As discussed previously, a number of studies have investigated techniques for the evaluation of dose warping using deformable dosimetric and non-dosimetric gel phantoms.^31–35 Even though such evaluation methodologies offer valuable advantages, such as the ability to perform quantitative spatial dosimetric evaluation, their ability to offer comprehensive conclusions under clinical conditions is hindered by limited anatomical complexity, dosimetric and dose-reading uncertainties and inability of clinical interpretation of results. These techniques could therefore be employed as an initial dose warping evaluation workflow, while the procedure described herein could provide further insight and interpretation of results under clinical scenarios.

CONCLUSIONS

This retrospective simulation study demonstrates a workflow for the validation of DIR and dose-warping performance of any DIR algorithm in cases with mass-conserving deformations. Using this workflow, with H&N patient images artificially deformed with clinically realistic deformations, we have confirmed that OnQ rts successfully propagated the actual delivered dose to the original planned anatomy by dose warping following CT-to-CT DIR. Larger errors were occasionally observed, however, confirming that DIR performance should always be evaluated and approved before proceeding to dose warping and accumulation in the clinical setting.

Appendix A

Analysis for volume conservation of critical structures during the application of artificial deformations (forward and backward neck flexion) revealed an agreement of ≥99% for all structures. An estimation of the potential mean “worst-case scenario” dosimetric uncertainties owing to these volumetric changes, in our test cases, was calculated using the following equations:

$${\overline{e}}_{\text{median}}=\frac{{\displaystyle \sum _{i=1}^N\text{max}\left(\left|D_{50\%}-D_{49.5\%}\right|,\left|D_{50\%}-D_{50.5\%}\right|\right)}}{N}$$

$${\overline{e}}_{\text{max}}=\frac{{\displaystyle \sum _{i=1}^N\left|D_{\text{max}}-D_{1\%}\right|}}{N}$$

$${\overline{e}}_{\text{min}}=\frac{{\displaystyle \sum _{i=1}^N\left|D_{\text{min}}-D_{99\%}\right|}}{N}$$

where ${\overline{e}}_{\text{median}}$, ${\overline{e}}_{\text{max}}$ and ${\overline{e}}_{\text{min}}$ is the estimated “worst-case scenario” error in median, minimum and maximum dose to each organ, respectively. D_min is the minimum and D_max the maximum dose delivered to each structure. D_50%, D_49.5%, D_50.5%, D_99%, D_1% is the dose received by 50%, 49.5%, 50.5%, 99% and 1% of each organ's volume, respectively. N is the number of test cases, which in this study was 12.

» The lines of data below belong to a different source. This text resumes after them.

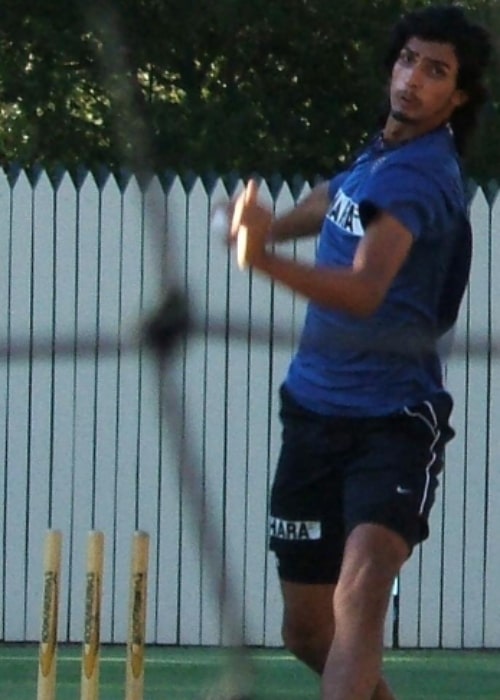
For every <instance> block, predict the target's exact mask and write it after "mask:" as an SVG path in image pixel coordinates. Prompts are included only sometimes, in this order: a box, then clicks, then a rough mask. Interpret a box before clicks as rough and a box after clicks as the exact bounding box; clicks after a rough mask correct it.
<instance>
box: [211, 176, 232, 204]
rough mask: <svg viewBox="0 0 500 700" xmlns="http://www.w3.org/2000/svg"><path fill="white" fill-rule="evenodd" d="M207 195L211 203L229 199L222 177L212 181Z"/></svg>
mask: <svg viewBox="0 0 500 700" xmlns="http://www.w3.org/2000/svg"><path fill="white" fill-rule="evenodd" d="M208 195H209V198H210V202H211V204H212V205H214V204H217V203H218V202H227V201H228V200H229V199H230V194H229V192H228V190H227V188H226V185H225V184H224V180H223V179H222V178H218V179H217V180H216V181H215V182H214V184H213V186H212V187H211V189H210V191H209V192H208Z"/></svg>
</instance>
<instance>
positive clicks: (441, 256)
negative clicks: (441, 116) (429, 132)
mask: <svg viewBox="0 0 500 700" xmlns="http://www.w3.org/2000/svg"><path fill="white" fill-rule="evenodd" d="M330 195H331V200H332V203H331V206H330V209H329V211H328V213H327V215H326V217H325V220H324V223H323V227H322V230H321V233H320V238H319V244H318V250H317V257H316V262H317V264H318V265H321V266H330V267H340V268H341V267H350V266H351V265H352V262H353V258H354V254H355V252H356V248H357V246H358V243H359V241H360V239H361V238H362V236H363V235H364V230H365V228H366V226H367V225H368V224H369V222H370V220H371V218H372V217H373V216H374V214H375V213H376V212H377V211H380V210H383V211H385V212H387V213H389V214H391V215H392V216H393V217H395V218H396V219H397V220H398V221H400V222H401V223H402V224H403V225H404V226H405V227H406V228H407V229H408V230H409V231H410V233H411V235H412V236H413V238H414V242H413V245H412V248H411V250H410V253H409V256H408V258H407V260H406V261H405V263H404V264H403V267H402V268H401V270H400V271H399V273H398V274H397V275H396V278H395V279H394V280H393V283H392V285H391V287H390V289H389V291H388V293H387V295H386V297H385V299H384V301H383V302H382V304H381V306H380V307H379V308H378V309H377V311H376V312H375V313H374V314H373V315H372V316H371V317H370V318H365V319H359V318H356V317H354V316H352V315H350V314H348V313H344V312H340V311H335V310H331V309H327V308H325V307H322V306H319V305H317V304H315V303H312V302H311V303H309V305H308V308H307V314H306V320H305V326H304V330H303V333H302V337H301V342H300V345H299V349H298V351H297V353H296V355H295V357H294V359H293V360H292V363H291V365H290V368H289V372H288V375H287V378H286V380H285V384H286V386H287V388H288V390H289V391H290V392H291V394H292V396H294V398H295V399H296V400H297V401H298V402H299V403H301V404H302V405H303V406H304V407H306V408H309V409H310V410H313V411H316V412H318V413H321V414H326V415H345V416H375V415H386V414H390V413H394V412H397V411H400V410H401V409H402V408H403V407H404V406H411V405H415V404H417V403H420V402H421V401H424V400H427V399H429V398H431V397H432V396H433V395H435V394H436V393H439V392H443V391H445V389H444V387H443V378H442V371H441V362H440V359H439V356H438V353H437V351H436V341H437V339H438V338H439V336H440V335H441V334H442V333H443V332H444V331H445V330H447V329H448V328H449V327H450V326H451V325H452V324H453V322H454V321H455V318H456V315H457V313H458V306H459V304H460V301H461V298H462V295H463V292H464V289H465V286H466V283H467V278H468V273H469V267H470V238H471V237H470V227H469V224H468V221H467V205H466V196H465V191H464V184H463V178H462V174H461V169H460V164H459V161H458V157H457V153H456V149H455V146H454V142H453V136H452V133H451V131H450V129H449V128H448V127H443V128H440V129H437V130H436V131H433V132H431V133H428V134H426V135H424V136H422V137H420V138H417V139H414V140H412V141H409V142H407V143H404V144H400V145H398V146H393V147H390V146H385V145H384V144H383V142H382V140H381V139H378V140H376V141H374V142H373V143H372V144H371V145H369V146H368V147H367V148H366V149H365V150H364V151H363V152H362V153H361V154H360V155H359V156H358V158H357V159H356V160H355V162H354V163H353V165H352V166H351V168H350V169H349V170H347V171H345V172H343V173H341V174H340V175H337V176H336V177H334V178H333V179H332V180H331V182H330Z"/></svg>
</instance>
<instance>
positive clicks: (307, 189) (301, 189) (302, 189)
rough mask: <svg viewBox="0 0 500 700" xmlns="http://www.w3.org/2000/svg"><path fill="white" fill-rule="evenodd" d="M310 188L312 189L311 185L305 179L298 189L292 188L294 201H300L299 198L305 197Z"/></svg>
mask: <svg viewBox="0 0 500 700" xmlns="http://www.w3.org/2000/svg"><path fill="white" fill-rule="evenodd" d="M311 190H312V187H311V185H310V184H309V183H308V182H307V180H303V182H302V187H301V188H300V189H294V190H293V194H294V198H295V201H296V202H300V200H301V199H304V197H307V195H308V194H309V193H310V192H311Z"/></svg>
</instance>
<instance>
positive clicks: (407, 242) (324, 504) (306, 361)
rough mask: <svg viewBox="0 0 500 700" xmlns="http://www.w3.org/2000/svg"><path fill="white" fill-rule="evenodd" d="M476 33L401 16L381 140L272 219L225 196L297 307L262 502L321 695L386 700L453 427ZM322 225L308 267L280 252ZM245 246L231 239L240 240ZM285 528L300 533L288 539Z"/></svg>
mask: <svg viewBox="0 0 500 700" xmlns="http://www.w3.org/2000/svg"><path fill="white" fill-rule="evenodd" d="M490 54H491V43H490V39H489V37H488V35H487V33H486V32H485V31H484V30H483V29H482V28H480V27H478V26H477V25H475V24H472V23H470V22H469V21H468V20H467V18H466V17H465V15H464V14H463V12H462V10H461V9H459V8H458V7H453V6H439V7H430V8H426V9H422V10H420V11H416V12H413V13H410V14H409V15H407V16H405V17H403V18H402V19H401V20H400V21H399V22H398V23H397V25H396V27H395V30H394V34H393V37H392V45H391V47H390V51H389V54H388V63H387V67H388V69H389V72H390V87H389V101H390V109H389V112H388V115H387V118H386V120H385V123H384V126H383V129H382V132H381V133H380V134H379V135H377V136H376V137H375V138H374V139H373V141H372V142H371V143H370V144H369V145H368V146H367V147H365V148H364V149H363V151H362V152H361V153H360V155H359V156H358V157H357V158H356V160H355V161H354V163H353V164H352V165H351V167H350V168H349V169H348V170H347V171H345V172H342V173H340V174H339V175H337V176H336V177H334V178H333V179H332V180H330V182H327V183H324V184H321V185H319V186H317V187H316V188H315V189H313V190H312V192H311V193H310V195H309V196H308V197H307V198H305V199H304V200H303V201H302V202H301V203H300V204H299V205H298V206H297V207H296V208H295V209H294V210H292V211H290V212H288V213H286V214H285V215H283V216H281V217H279V218H273V216H272V214H271V212H270V211H268V210H267V209H266V208H264V207H263V206H261V205H260V204H259V203H258V201H257V195H256V190H257V188H256V184H255V183H254V182H250V183H249V185H248V187H247V190H246V192H245V193H244V194H243V195H242V196H241V197H240V198H239V199H238V200H237V202H236V203H235V209H234V211H235V212H238V214H237V215H235V216H234V217H233V225H232V231H231V239H232V241H233V242H234V240H235V239H236V237H237V235H238V233H239V232H240V233H241V235H243V230H246V234H247V235H246V250H244V251H243V252H244V257H245V262H246V264H248V265H249V266H251V267H252V268H253V269H254V270H255V271H257V272H258V273H261V274H263V275H266V276H268V277H269V278H270V279H272V280H274V281H276V282H277V283H279V284H282V285H285V286H286V287H288V288H289V289H290V290H292V291H294V292H296V293H298V294H301V295H303V296H305V297H306V298H307V299H308V300H309V305H308V311H307V316H306V321H305V327H304V331H303V335H302V339H301V342H300V346H299V348H298V351H297V353H296V355H295V357H294V358H293V360H292V363H291V366H290V368H289V372H288V374H287V377H286V379H285V382H284V384H283V387H282V392H281V400H282V410H281V417H282V421H283V445H282V451H281V454H280V459H279V463H278V468H277V472H276V476H275V481H274V486H273V491H272V495H271V537H270V546H271V549H272V550H274V552H275V553H276V556H277V561H278V571H279V576H280V581H281V586H282V592H283V600H284V620H283V637H284V641H285V644H286V645H287V647H288V648H289V649H290V650H291V651H292V652H293V653H294V654H295V655H296V656H297V657H298V658H299V659H301V660H302V661H304V662H305V663H306V664H307V665H308V666H309V667H310V668H312V669H314V670H315V671H317V672H318V673H319V674H321V675H322V698H323V699H324V700H391V699H393V698H394V695H393V694H392V692H391V691H390V690H389V688H388V686H387V684H386V683H385V681H384V680H383V678H382V677H381V666H382V654H383V628H384V619H385V615H386V611H387V606H388V601H389V599H390V594H391V589H392V586H393V581H394V578H395V577H396V576H397V575H398V573H399V571H400V569H401V567H402V566H403V564H404V562H405V561H406V560H407V558H408V557H409V556H410V554H411V552H412V549H413V547H415V545H417V544H418V543H419V542H421V541H422V540H424V539H425V538H426V537H427V536H428V516H429V511H430V508H431V505H432V503H433V500H434V492H435V489H436V487H437V475H438V473H439V471H440V469H441V468H442V463H443V449H444V445H445V443H446V442H447V441H448V440H449V439H450V438H451V437H452V435H453V431H452V429H451V428H450V427H449V425H448V418H449V415H450V412H451V408H452V399H451V397H450V396H449V394H448V392H447V391H446V389H445V387H444V385H443V380H442V374H441V366H440V361H439V358H438V354H437V351H436V343H437V340H438V338H439V336H440V335H441V334H442V333H443V332H444V331H445V330H446V329H447V328H449V327H450V325H452V324H453V322H454V320H455V318H456V314H457V312H458V306H459V303H460V300H461V297H462V294H463V291H464V288H465V285H466V282H467V276H468V270H469V263H470V229H469V226H468V223H467V219H466V198H465V193H464V187H463V182H462V176H461V169H460V163H459V156H460V155H461V154H462V152H463V149H464V145H465V142H466V140H467V137H468V136H469V135H470V133H471V132H472V130H473V127H474V125H475V122H476V117H477V115H478V111H479V109H480V107H481V105H482V104H483V102H484V100H485V99H486V91H485V89H484V87H483V83H482V81H483V73H484V70H485V68H486V67H487V65H488V62H489V59H490ZM318 231H320V236H319V244H318V252H317V259H316V263H315V265H314V266H310V265H307V264H303V263H301V262H299V261H294V260H290V259H287V258H285V257H283V256H281V255H279V254H278V253H277V252H275V251H276V247H275V246H273V248H272V250H271V249H270V247H269V246H268V243H269V242H270V241H272V242H273V243H279V242H280V241H284V240H287V239H291V238H296V237H299V236H304V235H313V234H316V233H317V232H318ZM240 243H241V240H240ZM291 523H293V524H294V525H295V526H296V527H297V526H298V527H302V528H303V531H305V532H307V538H304V539H301V540H299V541H297V540H288V539H286V538H285V537H283V534H282V533H283V532H286V527H287V525H290V524H291Z"/></svg>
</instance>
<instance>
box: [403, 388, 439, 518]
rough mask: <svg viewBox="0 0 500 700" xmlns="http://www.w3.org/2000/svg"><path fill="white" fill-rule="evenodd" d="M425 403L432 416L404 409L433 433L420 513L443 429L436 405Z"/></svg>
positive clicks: (421, 510) (420, 514)
mask: <svg viewBox="0 0 500 700" xmlns="http://www.w3.org/2000/svg"><path fill="white" fill-rule="evenodd" d="M424 405H425V406H427V408H428V409H429V413H430V418H428V417H427V416H425V415H424V414H423V413H419V412H418V411H410V409H409V408H406V407H405V409H404V412H405V413H406V415H407V416H410V417H411V418H416V419H417V420H421V421H423V422H424V423H425V425H426V426H427V427H428V428H429V430H430V431H431V435H432V442H431V444H430V447H429V452H430V459H429V462H428V463H427V465H426V467H425V485H424V492H423V494H422V500H421V502H420V508H419V515H421V514H422V513H423V512H424V508H425V503H426V501H427V496H428V494H429V484H430V481H431V469H432V465H433V464H434V462H435V461H436V459H437V453H436V445H437V443H438V441H439V438H440V437H441V431H440V430H439V428H438V421H437V416H436V413H435V411H434V406H433V405H432V404H431V403H430V401H424Z"/></svg>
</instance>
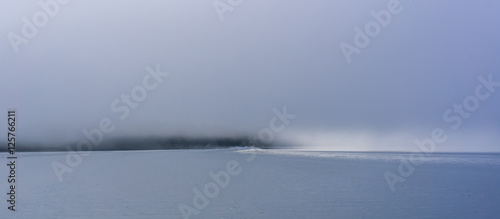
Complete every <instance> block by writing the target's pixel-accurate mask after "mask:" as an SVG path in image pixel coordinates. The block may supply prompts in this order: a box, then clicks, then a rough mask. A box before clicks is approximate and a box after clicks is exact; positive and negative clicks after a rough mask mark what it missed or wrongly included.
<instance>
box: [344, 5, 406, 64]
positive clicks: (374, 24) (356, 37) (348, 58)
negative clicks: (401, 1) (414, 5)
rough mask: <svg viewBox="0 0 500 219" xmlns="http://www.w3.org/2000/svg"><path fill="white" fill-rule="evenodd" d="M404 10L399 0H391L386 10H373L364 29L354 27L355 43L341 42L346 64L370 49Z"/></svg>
mask: <svg viewBox="0 0 500 219" xmlns="http://www.w3.org/2000/svg"><path fill="white" fill-rule="evenodd" d="M409 1H411V0H409ZM403 9H404V7H403V6H402V5H401V2H400V1H399V0H390V1H389V2H388V3H387V7H386V9H382V10H379V11H375V10H371V11H370V15H371V17H372V20H370V21H368V22H367V23H366V24H365V26H364V28H363V29H361V28H359V27H358V26H355V27H354V38H353V41H352V42H353V43H352V44H349V43H346V42H341V43H340V45H339V47H340V51H341V52H342V54H343V55H344V57H345V59H346V62H347V63H348V64H350V63H351V62H352V57H351V56H352V55H354V54H360V53H361V51H362V50H363V49H364V48H366V47H368V45H370V43H371V41H372V40H373V39H374V38H375V37H377V36H378V35H379V34H380V33H381V32H382V28H386V27H388V26H389V24H391V21H392V18H393V16H394V15H397V14H399V13H401V12H402V11H403Z"/></svg>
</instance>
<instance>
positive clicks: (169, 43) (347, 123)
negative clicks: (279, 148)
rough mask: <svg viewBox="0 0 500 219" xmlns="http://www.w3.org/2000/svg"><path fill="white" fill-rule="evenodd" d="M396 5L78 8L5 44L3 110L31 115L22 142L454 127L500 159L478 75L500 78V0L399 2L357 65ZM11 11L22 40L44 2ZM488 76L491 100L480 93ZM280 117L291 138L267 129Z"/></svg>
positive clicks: (156, 141)
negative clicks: (222, 12)
mask: <svg viewBox="0 0 500 219" xmlns="http://www.w3.org/2000/svg"><path fill="white" fill-rule="evenodd" d="M388 2H389V1H384V0H377V1H361V2H350V1H321V2H304V1H285V0H275V1H244V2H243V3H241V4H240V5H238V6H237V7H235V8H234V10H233V11H231V12H228V13H225V14H224V20H223V21H221V19H220V17H219V15H218V14H217V12H216V11H215V10H214V8H213V5H212V2H196V1H180V0H174V1H166V2H158V1H151V2H123V1H118V0H112V1H106V2H101V1H71V2H69V3H67V4H64V5H62V4H61V5H60V8H59V9H58V12H57V14H56V15H55V16H54V17H49V20H48V22H47V24H46V25H45V26H43V27H39V28H37V33H36V35H35V36H33V37H32V38H29V39H28V43H26V44H20V45H19V46H18V49H19V52H18V53H16V52H15V50H14V49H13V46H12V44H11V42H10V41H9V39H8V38H6V37H4V38H3V40H1V41H0V51H1V53H0V54H1V57H2V58H1V59H0V68H1V69H0V71H1V74H2V80H0V92H1V94H0V106H1V107H0V108H2V109H3V110H4V111H5V110H7V109H9V108H15V109H16V110H17V112H18V119H19V122H18V131H17V133H18V135H19V137H18V140H19V142H20V146H19V148H20V150H22V148H23V147H25V148H40V149H41V148H45V149H53V148H64V147H65V146H66V145H71V146H72V147H75V146H76V144H77V143H78V142H79V141H81V140H85V139H86V137H85V135H84V134H83V131H84V130H87V131H90V130H93V129H99V126H100V122H101V121H102V120H103V119H109V120H110V121H111V123H112V125H113V126H114V129H113V131H112V132H110V133H104V134H103V142H102V144H103V145H101V146H102V148H121V149H123V148H140V145H141V144H142V145H149V146H148V147H149V148H164V147H167V146H165V145H169V144H170V143H168V144H167V143H164V144H160V143H158V142H159V141H164V142H165V141H167V142H168V141H176V140H173V139H177V140H179V139H184V140H182V141H181V140H179V141H180V142H183V143H182V144H185V146H186V147H189V146H190V145H194V144H196V145H199V146H203V147H204V146H206V145H216V144H219V145H220V144H223V145H233V144H234V145H233V146H238V145H245V144H251V143H250V142H251V140H250V139H252V138H253V139H255V138H256V139H258V140H259V141H260V142H261V145H270V146H276V145H278V146H284V145H289V146H293V147H301V148H311V149H317V148H322V149H325V150H341V151H413V150H418V149H419V148H418V146H417V144H416V143H415V141H416V140H419V141H423V140H425V139H432V133H433V130H435V129H442V130H443V133H444V135H446V137H447V138H446V140H445V141H444V142H442V143H436V151H464V152H474V151H496V152H498V151H499V147H498V146H499V144H500V137H498V136H499V135H498V133H499V131H500V126H499V125H498V124H499V122H498V121H500V114H499V113H498V110H499V109H500V105H499V103H500V101H499V100H500V93H498V88H500V87H498V86H496V85H492V87H490V88H488V87H486V85H484V83H483V82H481V80H480V79H479V78H480V77H482V78H483V79H484V80H487V81H488V80H489V78H491V81H493V82H492V83H493V84H494V83H498V82H500V74H499V72H500V64H499V62H498V58H499V57H500V46H499V43H498V40H497V39H498V38H499V37H500V32H499V31H498V28H494V27H496V26H497V24H498V22H499V20H500V17H499V15H498V13H497V12H498V9H500V3H498V2H494V1H490V2H483V3H481V4H477V3H474V2H461V3H456V2H454V1H440V2H426V1H403V0H401V1H400V5H399V8H400V9H401V10H400V13H397V14H392V15H391V18H390V22H389V21H387V22H388V24H387V26H381V29H380V33H379V34H378V35H377V36H375V37H370V38H369V43H368V44H367V46H366V47H365V48H362V49H361V50H360V51H361V52H360V53H353V54H352V55H351V56H350V58H351V61H350V62H347V61H346V57H345V54H344V53H343V52H342V50H341V49H340V47H339V45H341V44H342V43H347V44H349V45H352V46H356V45H355V40H356V39H357V38H356V34H357V32H356V30H355V28H356V27H358V28H359V29H360V30H362V31H365V25H367V24H368V23H369V22H371V21H375V22H378V21H377V19H376V18H375V17H374V16H373V15H372V11H373V12H374V13H380V12H381V11H382V10H389V6H388ZM5 4H6V5H5V7H3V8H2V9H0V18H2V19H1V20H2V21H1V23H2V27H1V28H0V31H1V35H2V36H7V35H8V34H9V33H11V32H12V33H15V34H17V35H20V36H23V35H22V34H23V32H22V31H23V27H24V26H25V25H27V24H26V22H25V21H24V20H23V19H22V18H23V17H26V18H27V19H28V21H30V22H33V21H32V19H33V16H34V14H35V13H36V12H37V11H40V10H43V9H42V8H41V7H40V6H39V5H37V3H35V2H8V3H5ZM365 32H366V31H365ZM148 68H150V69H152V70H153V72H156V76H158V74H160V73H165V74H166V73H168V76H158V77H160V79H161V80H159V79H158V78H156V77H155V75H154V74H153V73H151V71H149V70H148ZM157 68H159V71H158V70H157ZM145 81H146V82H145ZM479 85H483V88H481V89H480V91H479V94H480V96H481V95H482V96H484V95H486V94H488V95H489V96H488V98H482V99H481V98H477V97H476V94H477V93H476V92H477V91H476V89H477V87H478V86H479ZM152 87H154V88H152ZM141 89H142V90H141ZM469 96H473V97H476V99H471V98H468V97H469ZM139 100H140V101H139ZM475 100H478V102H477V104H476V102H474V101H475ZM456 105H462V106H461V107H457V106H456ZM467 106H469V110H468V109H467ZM284 107H286V109H287V112H288V113H289V114H293V115H296V117H295V118H293V119H290V121H289V123H288V124H285V123H284V122H283V121H282V120H280V119H278V120H276V121H274V120H273V118H274V117H276V113H275V112H274V111H273V109H276V110H277V111H279V112H283V108H284ZM471 109H473V110H471ZM448 110H451V112H450V113H448V114H446V113H447V112H448ZM126 112H127V113H126ZM445 114H446V115H445ZM0 123H3V124H5V123H6V116H3V117H0ZM271 123H272V124H274V125H275V127H276V129H275V130H278V129H279V131H274V130H271V131H272V132H270V133H271V134H272V138H271V137H270V134H269V132H267V133H264V134H260V133H261V132H266V131H262V130H266V129H267V130H269V129H271V127H272V124H271ZM458 124H460V125H458ZM281 125H284V128H283V129H280V127H281ZM259 134H260V136H259ZM151 136H153V137H151ZM262 136H263V137H262ZM260 138H264V139H271V140H270V141H269V142H267V143H266V142H263V141H262V139H260ZM117 139H128V140H117ZM130 139H135V140H130ZM168 139H170V140H168ZM186 139H189V140H186ZM223 139H233V140H230V141H225V140H223ZM131 142H132V143H136V145H135V146H133V147H132V146H128V145H129V144H131ZM214 142H215V143H214ZM223 142H224V143H223ZM118 143H119V144H121V146H117V145H118ZM172 144H173V145H180V144H181V143H175V144H174V143H172ZM161 145H163V146H161ZM170 146H172V145H170ZM170 146H168V147H170ZM172 147H174V146H172ZM175 147H177V146H175ZM179 147H180V146H179ZM98 148H99V147H95V148H94V149H95V150H98Z"/></svg>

Estimated potential dosimetric uncertainties in the test cases used, for the observed 1% difference in volume are summarized in Table A1. It is assumed that the potential uncertainty in the estimation of the mean dose to a certain organ owing to a 1% change in volume would be less than that of the median dose and was therefore not estimated.

Table A1.

Estimated mean “worst-case scenario” errors in the calculation of median (${\overline{e}}_{\text{median}}$), maximum (${\overline{e}}_{\text{max}}$) and minimum (${\overline{e}}_{\text{min}}$) dose to the organs and volumes under investigation

Region of interest	${\overline{e}}_{\text{median}}$ (Gy)	${\overline{e}}_{\text{max}}$ (Gy)	${\overline{e}}_{\text{min}}$ (Gy)
Brain	0.002	0.013	–
Brainstem	0.005	0.011	–
Spinal cord	0.004	0.010	–
Contralateral parotid	0.001	0.008	–
Planning target volume	0.001	–	0.020

FUNDING

This work was supported by Engineering and Physical Sciences Research Council grant EP/F50053X/1 funding Physical Sciences of Imaging in Bio-medical Sciences Doctoral Training Centre.